Assigned: gbyte » Unassigned
Status: Active » Needs review

@chr.fritsch Thanks and yes, I wouldn't mind one of you guys adding XSL to the sitemap index generator.

Use \Drupal\simple_sitemap\Plugin\simple_sitemap\SitemapGenerator\SitemapIndexGenerator::getXslContent analogous to \Drupal\simple_sitemap\Plugin\simple_sitemap\SitemapGenerator\DefaultSitemapGenerator::getXslContent.

Alternatively remove the method \Drupal\simple_sitemap\Plugin\simple_sitemap\SitemapGenerator\SitemapIndexGenerator::getXslContent and alter xsl/simple_sitemap.xsl to accomodate the sitemap index.

Feel free to introduce any other changes concerning the index functionality - will happily review.
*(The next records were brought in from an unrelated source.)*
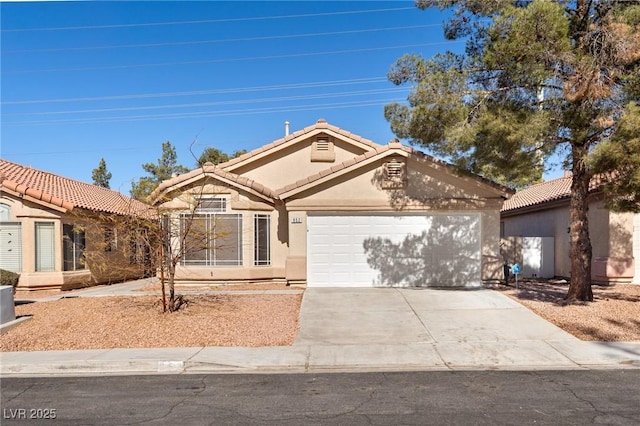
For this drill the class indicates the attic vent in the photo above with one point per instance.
(394, 174)
(212, 205)
(322, 144)
(394, 170)
(322, 150)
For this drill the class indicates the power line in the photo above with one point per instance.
(206, 21)
(230, 40)
(254, 58)
(206, 114)
(329, 83)
(218, 103)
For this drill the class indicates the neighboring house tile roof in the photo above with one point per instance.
(321, 124)
(212, 170)
(64, 192)
(545, 192)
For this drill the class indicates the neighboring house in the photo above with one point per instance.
(542, 210)
(60, 233)
(325, 207)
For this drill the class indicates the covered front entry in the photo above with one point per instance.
(426, 250)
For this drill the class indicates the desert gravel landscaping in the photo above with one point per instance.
(235, 319)
(138, 322)
(613, 316)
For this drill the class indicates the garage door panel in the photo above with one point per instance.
(412, 250)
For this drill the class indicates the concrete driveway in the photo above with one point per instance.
(394, 316)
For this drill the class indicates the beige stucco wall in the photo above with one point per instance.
(429, 190)
(293, 163)
(611, 238)
(246, 204)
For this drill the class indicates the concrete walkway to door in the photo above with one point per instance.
(440, 328)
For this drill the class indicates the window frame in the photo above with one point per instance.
(45, 239)
(211, 256)
(73, 246)
(261, 248)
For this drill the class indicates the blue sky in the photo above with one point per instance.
(83, 81)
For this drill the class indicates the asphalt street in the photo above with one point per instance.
(575, 397)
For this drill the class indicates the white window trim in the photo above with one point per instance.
(257, 261)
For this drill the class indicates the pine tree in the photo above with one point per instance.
(537, 77)
(164, 169)
(100, 175)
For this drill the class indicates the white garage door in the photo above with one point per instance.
(437, 250)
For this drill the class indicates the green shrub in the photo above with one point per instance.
(9, 278)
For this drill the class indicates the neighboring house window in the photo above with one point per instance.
(394, 174)
(45, 247)
(322, 150)
(137, 246)
(110, 239)
(262, 240)
(73, 243)
(10, 241)
(211, 239)
(5, 212)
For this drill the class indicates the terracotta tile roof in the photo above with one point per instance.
(545, 192)
(380, 149)
(321, 124)
(216, 171)
(64, 192)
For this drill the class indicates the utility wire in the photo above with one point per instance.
(229, 40)
(254, 58)
(237, 112)
(206, 21)
(218, 103)
(317, 84)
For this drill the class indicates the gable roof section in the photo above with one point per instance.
(64, 194)
(381, 151)
(210, 170)
(544, 193)
(321, 126)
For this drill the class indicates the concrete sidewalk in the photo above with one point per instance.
(367, 330)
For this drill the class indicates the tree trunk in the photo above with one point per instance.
(581, 252)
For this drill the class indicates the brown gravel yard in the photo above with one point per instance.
(138, 322)
(270, 319)
(614, 315)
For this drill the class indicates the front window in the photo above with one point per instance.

Thanks in advance.

gbyte’s picture

Status: Needs review » Needs work
chr.fritsch’s picture

I am not an expert on XML/XSL stuff. What should the XSL look like?

Can I do something similar to WordPress? https://developer.wordpress.org/reference/classes/wp_sitemaps_stylesheet...

gbyte’s picture

I am not an expert on XML/XSL stuff. What should the XSL look like?

I can't prioritize learning the structure ATM, hence I'm asking for support. Not sure about your question though, XSL is already integrated for the default sitemaps; right now it's only about adjusting it to fit the index of sitemaps. See my comment.
Anyone feel free to grab this.

chr.fritsch’s picture

Status: Needs work » Needs review

I fixed the sitemap index XML. And now the XSL is applied correctly as far as I can see.

gbyte’s picture

Status: Needs review » Needs work

Is the index of unrelated sitemaps on the site (new functionality) the same as splitting up one sitemap into chunks in terms of sitemap structure (old functionality)? If so how did we miss this?

In this case, SitemapIndexGenerator::getChunkContent should use SitemapGeneratorBase::$indexAttributes instead of calling DefaultSitemapGenerator::addSitemapAttributes() I believe, similar to what SitemapGeneratorBase::getIndexContent does.

marcoka’s picture

Installed the latest dev version today for testing. Whet i would expect is that
http://dev9.test.de/sitemap.xml would list an index that lists all the subindexes i created. In my case

-One for Contenttype Article
-One for Contenttype Site
-One for Contenttype Product

What i get is that http://dev9.test.de/sitemap.xml lists the first entry in my case the content of "http://dev9.test.de/artikel/sitemap.xml"

gbyte’s picture

@marcoka

/sitemap.xml lists your default sitemap, as set in your settings - this is expected behavior.

If you need an index of all sitemaps, be patient or use the above branch/patch. It's more or less finished, just needs some love.

  • gbyte committed dd1c22a on 4.x
    Issue #3109090 by gbyte, cgmonroe, michele.lucchina, chr.fritsch,...
gbyte’s picture

Status: Needs work » Fixed

Thanks for your input; that's in dev now and will (hopefully) be released mid June alongside D10 support and a few other niceties.

Status: Fixed » Closed (fixed)

Automatically closed - issue fixed for 2 weeks with no activity.